Another approach is giving premier customers free returns, while non-premier customers pay for them. But not many companies scientifically test and compare effectiveness for those two options, or other variants.
The role of stores and omnichannel
For an omnichannel retailer, stores often become a place for people to see and try items before buying them online; and to click-and-collect or return items. Stores may also create a brand halo effect for passing customers.
“Evaluating stores’ overall contribution to profits in the omnichannel environment requires a better understanding of how these factors integrate with other information, such as customer profiles in that region,” says Kalms. “Answering all these questions often requires sophisticated information, which is a challenge. Typical reporting systems do not usually take all this into account.
“But, in our experience, some questions are not that complex—the data is mostly there, and retailers just struggle to pull it together. They need to access, blend and analyse the data in a way that answers these questions and provides a more complex understanding of store economic value, for example.”

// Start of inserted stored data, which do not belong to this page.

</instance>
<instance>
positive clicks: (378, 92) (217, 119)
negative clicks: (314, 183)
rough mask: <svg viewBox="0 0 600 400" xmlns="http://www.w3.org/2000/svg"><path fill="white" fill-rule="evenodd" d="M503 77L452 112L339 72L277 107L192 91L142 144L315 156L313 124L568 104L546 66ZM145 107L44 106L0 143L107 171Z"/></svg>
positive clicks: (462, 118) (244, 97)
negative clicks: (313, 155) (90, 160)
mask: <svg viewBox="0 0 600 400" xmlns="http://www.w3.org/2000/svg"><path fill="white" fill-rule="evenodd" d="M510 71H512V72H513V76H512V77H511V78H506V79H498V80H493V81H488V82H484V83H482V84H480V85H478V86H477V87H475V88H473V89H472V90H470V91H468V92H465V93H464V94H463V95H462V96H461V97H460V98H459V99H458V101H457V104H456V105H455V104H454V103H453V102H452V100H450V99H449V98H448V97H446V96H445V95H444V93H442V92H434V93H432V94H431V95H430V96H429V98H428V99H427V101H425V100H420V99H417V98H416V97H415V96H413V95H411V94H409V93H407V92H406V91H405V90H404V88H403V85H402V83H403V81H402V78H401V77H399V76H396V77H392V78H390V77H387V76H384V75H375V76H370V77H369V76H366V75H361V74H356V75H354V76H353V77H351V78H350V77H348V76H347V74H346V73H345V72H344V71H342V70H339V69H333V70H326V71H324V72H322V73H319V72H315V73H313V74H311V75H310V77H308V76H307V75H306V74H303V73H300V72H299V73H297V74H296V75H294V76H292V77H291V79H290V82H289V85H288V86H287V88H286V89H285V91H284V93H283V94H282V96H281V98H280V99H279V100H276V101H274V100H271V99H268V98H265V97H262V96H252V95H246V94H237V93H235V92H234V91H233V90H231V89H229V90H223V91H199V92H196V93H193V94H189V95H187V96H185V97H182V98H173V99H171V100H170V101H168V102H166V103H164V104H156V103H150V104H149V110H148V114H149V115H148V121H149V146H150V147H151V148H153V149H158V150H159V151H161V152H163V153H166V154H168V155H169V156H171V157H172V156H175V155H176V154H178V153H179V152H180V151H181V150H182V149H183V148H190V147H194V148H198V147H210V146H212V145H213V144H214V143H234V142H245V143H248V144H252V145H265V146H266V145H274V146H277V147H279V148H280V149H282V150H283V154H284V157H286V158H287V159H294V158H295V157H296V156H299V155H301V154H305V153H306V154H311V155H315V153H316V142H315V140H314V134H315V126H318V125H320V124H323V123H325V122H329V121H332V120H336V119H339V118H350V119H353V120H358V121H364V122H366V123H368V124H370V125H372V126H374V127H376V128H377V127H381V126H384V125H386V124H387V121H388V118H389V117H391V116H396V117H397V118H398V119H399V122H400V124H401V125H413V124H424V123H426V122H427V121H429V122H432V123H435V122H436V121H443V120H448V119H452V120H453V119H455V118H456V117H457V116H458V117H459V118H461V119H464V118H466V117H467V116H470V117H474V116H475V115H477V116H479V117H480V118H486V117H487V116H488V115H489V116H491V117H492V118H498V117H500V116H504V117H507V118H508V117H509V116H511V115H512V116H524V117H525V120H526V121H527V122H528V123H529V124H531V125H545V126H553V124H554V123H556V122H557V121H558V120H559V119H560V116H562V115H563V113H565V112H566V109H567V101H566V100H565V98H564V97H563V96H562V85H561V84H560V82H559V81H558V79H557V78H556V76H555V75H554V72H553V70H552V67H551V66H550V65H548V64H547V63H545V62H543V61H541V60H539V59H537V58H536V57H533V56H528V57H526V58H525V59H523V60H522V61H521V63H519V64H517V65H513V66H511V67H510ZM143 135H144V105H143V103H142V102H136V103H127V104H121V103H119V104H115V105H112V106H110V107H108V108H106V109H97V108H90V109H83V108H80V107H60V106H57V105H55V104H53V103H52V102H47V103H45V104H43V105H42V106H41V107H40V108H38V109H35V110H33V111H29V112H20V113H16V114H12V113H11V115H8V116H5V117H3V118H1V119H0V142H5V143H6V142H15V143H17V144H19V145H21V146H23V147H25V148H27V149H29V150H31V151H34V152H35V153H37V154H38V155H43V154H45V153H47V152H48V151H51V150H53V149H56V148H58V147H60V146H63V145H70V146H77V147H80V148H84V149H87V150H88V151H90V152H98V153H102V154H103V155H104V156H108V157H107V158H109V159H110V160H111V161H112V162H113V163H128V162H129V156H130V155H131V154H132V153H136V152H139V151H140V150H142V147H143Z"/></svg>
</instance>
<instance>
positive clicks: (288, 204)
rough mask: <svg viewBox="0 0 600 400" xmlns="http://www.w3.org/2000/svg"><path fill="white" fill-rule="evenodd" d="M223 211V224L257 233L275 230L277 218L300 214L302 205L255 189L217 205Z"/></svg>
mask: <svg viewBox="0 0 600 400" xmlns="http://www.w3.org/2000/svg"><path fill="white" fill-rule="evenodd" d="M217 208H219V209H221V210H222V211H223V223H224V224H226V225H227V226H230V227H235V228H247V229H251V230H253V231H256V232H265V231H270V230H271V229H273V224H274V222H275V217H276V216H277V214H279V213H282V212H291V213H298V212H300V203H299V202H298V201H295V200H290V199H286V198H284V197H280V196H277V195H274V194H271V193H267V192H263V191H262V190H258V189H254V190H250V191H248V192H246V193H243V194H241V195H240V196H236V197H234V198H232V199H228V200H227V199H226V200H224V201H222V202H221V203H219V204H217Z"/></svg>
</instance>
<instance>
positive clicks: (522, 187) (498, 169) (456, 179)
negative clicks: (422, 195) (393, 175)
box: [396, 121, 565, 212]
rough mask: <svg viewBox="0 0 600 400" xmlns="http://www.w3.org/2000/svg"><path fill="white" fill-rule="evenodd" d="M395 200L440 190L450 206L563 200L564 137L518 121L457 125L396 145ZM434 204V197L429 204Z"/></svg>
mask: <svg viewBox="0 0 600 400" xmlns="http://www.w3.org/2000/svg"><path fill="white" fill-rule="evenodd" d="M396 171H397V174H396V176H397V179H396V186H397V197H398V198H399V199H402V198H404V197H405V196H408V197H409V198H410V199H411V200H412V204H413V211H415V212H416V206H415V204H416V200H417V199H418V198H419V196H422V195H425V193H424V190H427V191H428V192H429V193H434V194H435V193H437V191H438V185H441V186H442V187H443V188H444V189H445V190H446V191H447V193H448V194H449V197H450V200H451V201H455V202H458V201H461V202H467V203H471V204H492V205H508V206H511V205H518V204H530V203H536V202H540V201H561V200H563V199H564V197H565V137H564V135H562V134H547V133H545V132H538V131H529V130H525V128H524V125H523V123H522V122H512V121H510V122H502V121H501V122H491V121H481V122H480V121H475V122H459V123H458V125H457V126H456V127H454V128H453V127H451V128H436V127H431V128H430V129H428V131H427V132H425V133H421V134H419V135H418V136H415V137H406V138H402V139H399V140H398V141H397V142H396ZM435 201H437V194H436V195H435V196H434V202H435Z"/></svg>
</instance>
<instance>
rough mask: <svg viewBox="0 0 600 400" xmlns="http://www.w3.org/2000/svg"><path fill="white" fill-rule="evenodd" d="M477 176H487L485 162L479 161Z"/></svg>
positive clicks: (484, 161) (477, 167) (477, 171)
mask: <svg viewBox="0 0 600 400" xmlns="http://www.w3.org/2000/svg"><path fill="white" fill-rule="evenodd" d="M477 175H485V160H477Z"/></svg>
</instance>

The roles of customer segmentation and AI
Such an approach also drives a much clearer understanding of product performance and customer behaviour. It ideally generates a profitability score for each customer – accounting for all factors – buying a specific product, such as a shirt. You can then segment each customer by this score. Barring low-profit customers is usually not possible. So, the aim is to improve their profitability by tweaking individualised experiences.
This requires huge data pools, especially for retailers with thousands of products and thousands or even millions of customers. Such companies have battled to see the trends and react quickly enough.
Fortunately, artificial intelligence (AI) can come to the rescue by helping you understand the interrelations between relevant factors much more quickly, says Kalms. AI platforms such as Palantir Foundry are built to identify trends in huge datasets and automate responses, he says.
AlixPartners, in partnership with Palantir, is already helping some of the world’s largest retailers optimise their returns operations in this way.
An available source of profit
Returns have a massive impact on your profit and loss, and the C-suite needs to manage them, says Kalms. “Greater understanding of these interrelationships should help improve your bottom line,” he says. “It may not seem an easy source of profit, but it is available without having to grow your top line, find new products and markets, or redesign your supply chain. So if your profits are underwhelming, you should be going at this right now.”
AlixPartners is working with senior executives at leading retailers around the world to solve these problems. “We are helping build the tools and insights that enable more informed decisions,” says Kalms.